Apple Health, meanwhile, keeps all of its data on the iPhone where it’s running. As an app, it reaches much further than Google Fit: Sleep tracking, distance and elevation are all included alongside steps, for example, as well as a host of health data covering body measurements, calories burned and blood glucose levels.

As with Google’s own tool, there’s little in the way of advice or smart coaching about what to do with the data once you’ve collected it. You can chart your own sleep history but you don’t get any recommendations about how to improve it. There’s no option to set fitness or sleep goals either, though this is coming with the Apple Watch.
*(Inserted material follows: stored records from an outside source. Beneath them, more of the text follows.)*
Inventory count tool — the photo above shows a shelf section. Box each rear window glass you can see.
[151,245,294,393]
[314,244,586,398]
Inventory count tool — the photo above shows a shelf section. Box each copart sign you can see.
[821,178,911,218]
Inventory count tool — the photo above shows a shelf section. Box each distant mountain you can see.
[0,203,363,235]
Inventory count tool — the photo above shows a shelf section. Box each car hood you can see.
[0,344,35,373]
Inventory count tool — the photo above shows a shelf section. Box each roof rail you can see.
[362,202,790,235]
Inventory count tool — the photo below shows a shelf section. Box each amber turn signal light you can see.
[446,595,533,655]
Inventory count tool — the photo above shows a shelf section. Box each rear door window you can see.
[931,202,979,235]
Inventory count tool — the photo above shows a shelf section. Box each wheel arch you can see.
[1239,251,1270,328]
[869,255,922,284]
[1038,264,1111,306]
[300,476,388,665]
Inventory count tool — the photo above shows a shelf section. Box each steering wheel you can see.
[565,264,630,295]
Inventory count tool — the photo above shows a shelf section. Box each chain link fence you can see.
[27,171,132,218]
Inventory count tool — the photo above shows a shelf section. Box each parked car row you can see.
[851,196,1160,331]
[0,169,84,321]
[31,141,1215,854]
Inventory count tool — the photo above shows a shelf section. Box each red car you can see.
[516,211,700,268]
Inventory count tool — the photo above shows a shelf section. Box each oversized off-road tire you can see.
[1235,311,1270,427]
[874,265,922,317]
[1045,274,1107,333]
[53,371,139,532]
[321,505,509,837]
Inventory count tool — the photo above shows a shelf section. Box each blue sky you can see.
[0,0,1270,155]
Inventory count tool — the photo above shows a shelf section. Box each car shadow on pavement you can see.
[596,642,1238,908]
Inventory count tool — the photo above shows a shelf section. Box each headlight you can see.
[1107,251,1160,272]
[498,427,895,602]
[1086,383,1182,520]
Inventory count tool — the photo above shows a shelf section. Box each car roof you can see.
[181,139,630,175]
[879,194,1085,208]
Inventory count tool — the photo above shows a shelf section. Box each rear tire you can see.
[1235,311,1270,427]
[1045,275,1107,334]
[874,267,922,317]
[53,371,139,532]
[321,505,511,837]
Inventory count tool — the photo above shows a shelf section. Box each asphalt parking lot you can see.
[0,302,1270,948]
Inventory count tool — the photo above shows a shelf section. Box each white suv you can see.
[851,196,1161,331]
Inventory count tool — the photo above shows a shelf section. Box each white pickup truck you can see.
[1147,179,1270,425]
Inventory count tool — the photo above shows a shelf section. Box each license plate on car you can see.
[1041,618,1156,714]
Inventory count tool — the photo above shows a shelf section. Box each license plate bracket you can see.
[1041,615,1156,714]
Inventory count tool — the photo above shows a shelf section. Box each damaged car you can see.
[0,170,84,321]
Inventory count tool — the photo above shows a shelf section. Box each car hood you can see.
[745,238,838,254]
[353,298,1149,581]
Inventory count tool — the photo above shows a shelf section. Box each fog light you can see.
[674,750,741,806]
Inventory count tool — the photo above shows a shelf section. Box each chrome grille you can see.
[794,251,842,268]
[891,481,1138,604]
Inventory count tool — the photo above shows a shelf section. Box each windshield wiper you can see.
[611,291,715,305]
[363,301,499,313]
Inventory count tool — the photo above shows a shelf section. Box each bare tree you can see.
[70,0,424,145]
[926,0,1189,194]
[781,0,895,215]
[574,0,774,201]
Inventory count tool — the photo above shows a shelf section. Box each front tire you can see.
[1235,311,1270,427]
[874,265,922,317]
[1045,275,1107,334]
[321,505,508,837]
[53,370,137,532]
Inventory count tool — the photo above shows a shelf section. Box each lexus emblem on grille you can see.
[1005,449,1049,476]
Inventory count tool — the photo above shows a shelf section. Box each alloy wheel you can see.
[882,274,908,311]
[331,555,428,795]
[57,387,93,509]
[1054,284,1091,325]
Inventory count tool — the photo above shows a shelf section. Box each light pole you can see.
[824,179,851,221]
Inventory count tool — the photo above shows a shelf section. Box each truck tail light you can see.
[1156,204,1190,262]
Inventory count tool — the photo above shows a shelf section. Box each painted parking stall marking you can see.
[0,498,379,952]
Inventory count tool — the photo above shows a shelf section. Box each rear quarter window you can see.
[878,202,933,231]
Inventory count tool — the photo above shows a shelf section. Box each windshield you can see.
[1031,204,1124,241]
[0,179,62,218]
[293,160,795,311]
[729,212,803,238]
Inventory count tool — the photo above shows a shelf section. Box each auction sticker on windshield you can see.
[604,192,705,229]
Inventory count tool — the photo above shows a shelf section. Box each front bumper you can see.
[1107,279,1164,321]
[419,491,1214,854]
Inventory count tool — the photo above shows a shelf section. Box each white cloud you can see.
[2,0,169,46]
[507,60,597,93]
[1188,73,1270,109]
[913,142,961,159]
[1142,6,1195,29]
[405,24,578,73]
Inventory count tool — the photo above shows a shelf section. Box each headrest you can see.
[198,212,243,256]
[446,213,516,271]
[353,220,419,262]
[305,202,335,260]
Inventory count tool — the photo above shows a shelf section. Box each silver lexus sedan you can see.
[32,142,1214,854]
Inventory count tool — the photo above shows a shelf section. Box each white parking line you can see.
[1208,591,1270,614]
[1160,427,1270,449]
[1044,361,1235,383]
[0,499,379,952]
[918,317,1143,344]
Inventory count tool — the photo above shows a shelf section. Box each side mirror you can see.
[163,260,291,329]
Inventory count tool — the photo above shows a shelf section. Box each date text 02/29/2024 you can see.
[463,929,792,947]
Apple Health lets you track everything from the amount of fibre in your diet to your body temperature, whereas Google Fit goes nowhere near this level of detail. Then there’s the Medical ID part of Apple Health too. It’s designed to be a fully featured picture of your health and medical history, whereas Google Fit only concerns itself with whether you hit your steps goal for the day.

Mobile And Wearables

The Apple Watch

Of course for all the talk of compatibility with Jawbone, Misfit, Fitbit and Withings wearables, they’re not actually necessary: Both Google Fit and Apple Health can collect data from the sensors inside a smartphone, and both companies have their own smartwatches on the market too.

Using an Android Wear smartwatch means your step and heart rate data is synced seamlessly back to Google Fit on your phone. When the Apple Watch sees the light of day, its integration with Apple Health will presumably be just as seamless.

As Apple Health has a much bigger remit, it needs more help from other services and devices—the Apple Watch doesn’t measure the amount of protein you’re getting or the level of oxygen in your blood (although there are suggestions it was originally intended to).

Android Wear, like Google Fit, sticks to the basics, so everything is covered. Perhaps it’s only when these Google and Apple-branded wearables get established that the corresponding apps are going to come into their own.

Google’s service could use some more features, so that may be in the pipeline for this year’s Google I/O. Apple’s service could use some more sources, so it may be the Apple Watch that finally helps the app make sense.

Right now, these two big players are both being left in the shade by more established apps from the likes of Jawbone and Fitbit. In terms of picking a frontrunner, Google Fit and Apple Health each have their own issues to deal with—it feels very much like they’re both still stuck in the starting blocks.